Yesterday, for a while Monic and I sat in conversation together.
Conversation: “a talk, especially an informal one, between two or more people, in which news and ideas are exchanged.”
In our conversations, we notice how we express our ideas and yet regularly we still misunderstand one another’s meaning.
Frequently, we repeat ourselves, ask questions, slow down and clarify, 𝒃𝒆𝒇𝒐𝒓𝒆 we fully understand.
My coaching career has taught me that when we concentrate fully on a conversation, consider the content, and demonstrate an understanding of the message, the person on the other side always feels valued.
Have you experienced that?
Recently in our missionary zone conferences, we learned how to approach dialogue from a point of engagement and connection that leads to more creative problem-solving, perspective and ultimately stronger relationships.

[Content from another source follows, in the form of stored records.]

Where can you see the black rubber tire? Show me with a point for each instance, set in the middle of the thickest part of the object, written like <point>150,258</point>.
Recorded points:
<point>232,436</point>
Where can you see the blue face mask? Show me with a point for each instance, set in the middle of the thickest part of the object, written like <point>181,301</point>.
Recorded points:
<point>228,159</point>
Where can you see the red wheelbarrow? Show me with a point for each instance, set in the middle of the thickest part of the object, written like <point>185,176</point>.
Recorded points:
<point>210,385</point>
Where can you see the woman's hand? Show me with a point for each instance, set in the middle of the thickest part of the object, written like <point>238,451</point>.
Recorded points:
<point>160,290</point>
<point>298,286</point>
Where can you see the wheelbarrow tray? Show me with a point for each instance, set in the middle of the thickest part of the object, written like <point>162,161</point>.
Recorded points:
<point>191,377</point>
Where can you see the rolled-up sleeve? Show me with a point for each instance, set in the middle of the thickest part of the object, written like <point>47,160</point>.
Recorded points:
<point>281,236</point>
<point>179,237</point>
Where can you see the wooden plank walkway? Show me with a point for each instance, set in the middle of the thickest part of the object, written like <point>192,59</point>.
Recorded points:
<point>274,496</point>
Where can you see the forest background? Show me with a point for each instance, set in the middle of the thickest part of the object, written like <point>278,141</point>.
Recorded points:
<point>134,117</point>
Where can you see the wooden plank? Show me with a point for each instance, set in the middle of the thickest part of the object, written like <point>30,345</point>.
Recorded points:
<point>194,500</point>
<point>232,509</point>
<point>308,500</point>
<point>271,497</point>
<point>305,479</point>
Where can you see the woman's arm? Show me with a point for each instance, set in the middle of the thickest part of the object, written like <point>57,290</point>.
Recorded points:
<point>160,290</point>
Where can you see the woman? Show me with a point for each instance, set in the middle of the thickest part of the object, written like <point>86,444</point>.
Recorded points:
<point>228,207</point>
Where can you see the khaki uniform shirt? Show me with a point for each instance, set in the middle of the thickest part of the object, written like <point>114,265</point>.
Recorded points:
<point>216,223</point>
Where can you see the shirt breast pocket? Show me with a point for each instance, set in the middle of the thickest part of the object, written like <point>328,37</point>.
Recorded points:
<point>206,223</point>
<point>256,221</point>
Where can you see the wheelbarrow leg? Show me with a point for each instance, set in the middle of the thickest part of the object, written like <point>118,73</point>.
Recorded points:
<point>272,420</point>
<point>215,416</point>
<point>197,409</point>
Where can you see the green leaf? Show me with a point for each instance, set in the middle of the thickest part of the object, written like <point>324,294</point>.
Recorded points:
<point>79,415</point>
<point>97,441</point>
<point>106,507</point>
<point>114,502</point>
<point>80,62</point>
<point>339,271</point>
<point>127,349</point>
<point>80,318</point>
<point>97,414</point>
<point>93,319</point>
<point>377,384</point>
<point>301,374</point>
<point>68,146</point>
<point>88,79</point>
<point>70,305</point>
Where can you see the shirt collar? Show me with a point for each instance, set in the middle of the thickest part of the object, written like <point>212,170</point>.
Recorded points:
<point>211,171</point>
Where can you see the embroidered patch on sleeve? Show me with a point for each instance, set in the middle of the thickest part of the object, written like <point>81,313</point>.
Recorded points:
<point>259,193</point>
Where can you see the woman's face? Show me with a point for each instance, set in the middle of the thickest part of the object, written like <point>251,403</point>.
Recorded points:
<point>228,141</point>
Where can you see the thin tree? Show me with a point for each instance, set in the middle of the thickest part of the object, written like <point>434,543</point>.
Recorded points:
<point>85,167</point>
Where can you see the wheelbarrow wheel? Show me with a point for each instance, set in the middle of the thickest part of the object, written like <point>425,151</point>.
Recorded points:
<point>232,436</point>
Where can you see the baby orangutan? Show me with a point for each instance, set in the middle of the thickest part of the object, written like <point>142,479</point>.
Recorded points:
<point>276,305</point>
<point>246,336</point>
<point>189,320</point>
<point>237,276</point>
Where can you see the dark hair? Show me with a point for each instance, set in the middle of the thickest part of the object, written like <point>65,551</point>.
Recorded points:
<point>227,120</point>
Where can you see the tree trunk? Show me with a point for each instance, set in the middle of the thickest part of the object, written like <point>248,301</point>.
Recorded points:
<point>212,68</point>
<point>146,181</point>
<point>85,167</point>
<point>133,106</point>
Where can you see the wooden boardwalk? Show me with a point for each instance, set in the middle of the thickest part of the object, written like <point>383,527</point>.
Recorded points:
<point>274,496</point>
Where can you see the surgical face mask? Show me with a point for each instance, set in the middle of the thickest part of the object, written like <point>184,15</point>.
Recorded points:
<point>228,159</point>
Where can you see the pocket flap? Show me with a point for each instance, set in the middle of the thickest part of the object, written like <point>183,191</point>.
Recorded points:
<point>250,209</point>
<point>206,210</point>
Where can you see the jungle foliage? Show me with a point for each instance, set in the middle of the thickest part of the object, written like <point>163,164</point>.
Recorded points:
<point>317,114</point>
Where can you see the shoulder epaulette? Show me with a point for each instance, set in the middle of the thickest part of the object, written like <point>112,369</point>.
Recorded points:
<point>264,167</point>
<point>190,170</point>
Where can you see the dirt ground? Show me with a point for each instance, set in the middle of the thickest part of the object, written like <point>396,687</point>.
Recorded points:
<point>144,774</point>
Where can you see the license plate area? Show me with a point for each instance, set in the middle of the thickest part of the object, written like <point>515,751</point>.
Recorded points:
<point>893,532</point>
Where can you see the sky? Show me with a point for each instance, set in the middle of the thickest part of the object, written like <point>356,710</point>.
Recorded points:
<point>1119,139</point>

We learned that conversations evoke emotions, they form a bond between you and others, and can make or break any first impression.
After all, conversations are the lifeblood of all relationships – right?

A Conversation

I love this painting “A Conversation with the Master” by Nathan Florence.
The painting depicts a woman walking alongside Jesus, in a purposeful conversation.
She is doing the lion’s share of the talking, while he is listening thoughtfully.
She is animated about something, whilst his compassion unruffles any undue concern.
Perhaps they have wandered for a while in the beautiful countryside.
His focus is completely on her.
He does not heal her with his touch.
Rather, He is listening deeply and accompanying her on their journey together.
He walked, talked, listened, smiled, encouraged, and made time for her.
Listening, guided by love, is one of the greatest gifts we can give one another.
Perhaps we can all be a bit more like Jesus and listen more deeply to one another.
In your next conversation, take some time to find the most authentic words to explain your thoughts and feelings, slow down and be a little more vulnerable.
I hope that we can all enjoy deep and meaningful conversations with one another.
What did it feel like when you last had a really good conversation?